# paint problems



## Mrs. Jo (Jun 5, 2007)

Have you had this happen before? Part of my "get it done before the baby comes" jobs is repainting the family room, hallways, and kids rooms upstairs. We bought dutch boy refresh low voc paint (wich I have used many times before) and it's absolutely terrible. There are so many little lumps and clumps of paint in it the wall now looks textured, which is not what i was going for. So I have stopped painting and hubby is going to see if we can exchange the paint cans...I guess I have to sand that wall again before trying to repaint. This is a bummer.
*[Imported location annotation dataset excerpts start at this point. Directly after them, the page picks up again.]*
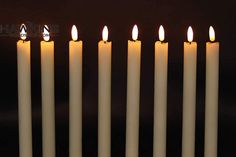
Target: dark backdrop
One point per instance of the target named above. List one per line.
(120, 16)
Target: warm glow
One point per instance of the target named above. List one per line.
(161, 33)
(46, 35)
(211, 34)
(23, 33)
(190, 34)
(135, 32)
(105, 34)
(74, 33)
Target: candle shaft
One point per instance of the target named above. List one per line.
(189, 99)
(75, 109)
(133, 91)
(211, 112)
(104, 99)
(24, 98)
(48, 98)
(160, 99)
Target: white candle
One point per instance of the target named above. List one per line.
(133, 93)
(24, 95)
(212, 81)
(104, 96)
(160, 96)
(189, 96)
(48, 98)
(75, 109)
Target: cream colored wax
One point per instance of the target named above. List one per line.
(24, 98)
(189, 99)
(104, 96)
(48, 98)
(211, 112)
(160, 99)
(133, 96)
(75, 96)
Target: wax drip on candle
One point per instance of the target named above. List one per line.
(23, 32)
(46, 34)
(161, 33)
(190, 34)
(105, 34)
(74, 33)
(211, 34)
(135, 33)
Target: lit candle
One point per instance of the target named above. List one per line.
(75, 67)
(48, 98)
(24, 94)
(104, 95)
(160, 96)
(212, 81)
(189, 96)
(133, 93)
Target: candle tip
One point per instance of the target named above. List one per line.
(46, 35)
(23, 32)
(161, 33)
(211, 34)
(190, 34)
(135, 32)
(105, 34)
(74, 33)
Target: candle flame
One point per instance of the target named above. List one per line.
(190, 34)
(46, 34)
(211, 34)
(135, 32)
(74, 33)
(161, 33)
(23, 33)
(105, 34)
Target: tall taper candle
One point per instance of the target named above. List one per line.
(104, 95)
(212, 81)
(160, 96)
(24, 95)
(75, 94)
(189, 96)
(133, 93)
(48, 98)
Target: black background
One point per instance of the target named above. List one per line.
(120, 16)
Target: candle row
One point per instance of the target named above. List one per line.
(104, 95)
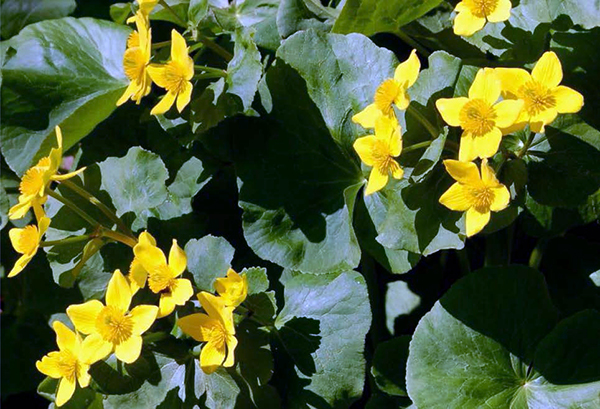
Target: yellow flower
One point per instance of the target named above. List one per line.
(36, 180)
(379, 151)
(473, 14)
(162, 276)
(216, 329)
(70, 364)
(391, 91)
(480, 117)
(113, 327)
(26, 241)
(135, 62)
(174, 76)
(475, 193)
(543, 96)
(233, 289)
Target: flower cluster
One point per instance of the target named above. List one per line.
(174, 76)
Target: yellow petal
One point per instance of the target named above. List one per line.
(177, 259)
(368, 116)
(466, 24)
(501, 199)
(65, 391)
(457, 198)
(50, 365)
(548, 70)
(20, 264)
(487, 145)
(511, 79)
(94, 348)
(501, 13)
(150, 256)
(129, 351)
(463, 172)
(143, 317)
(165, 104)
(568, 100)
(231, 344)
(476, 221)
(408, 72)
(65, 338)
(179, 51)
(211, 357)
(197, 326)
(377, 181)
(540, 120)
(486, 86)
(118, 293)
(450, 109)
(507, 112)
(184, 97)
(84, 315)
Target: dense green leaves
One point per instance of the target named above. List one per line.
(333, 374)
(74, 84)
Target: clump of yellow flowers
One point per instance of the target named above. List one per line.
(216, 327)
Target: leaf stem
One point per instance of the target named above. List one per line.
(96, 202)
(424, 121)
(93, 222)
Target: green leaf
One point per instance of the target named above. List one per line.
(490, 338)
(74, 84)
(135, 183)
(339, 302)
(244, 71)
(372, 16)
(16, 14)
(282, 221)
(208, 258)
I don't like being behind my schedule since I only have so much time to do this...hmm and that reminds me. I think I better look at the bedroom paint, too.


----------



## Maura (Jun 6, 2004)

Someone else needs to sand the walls. Did you wash the walls? You&#8217;ll get a problem painting over dust.


----------



## Mrs. Jo (Jun 5, 2007)

I'm not doing anymore today...so hubby went and exchanged the paint and the store employees said the cans were freezing-hence the lumps. But why sell paint that had frozen? We sand then wipe everything down. I'm really picky about walls, so we prep it well.


----------



## kbwinter (Jan 23, 2015)

This happens a lot if people don't complain they will just keep selling it...


----------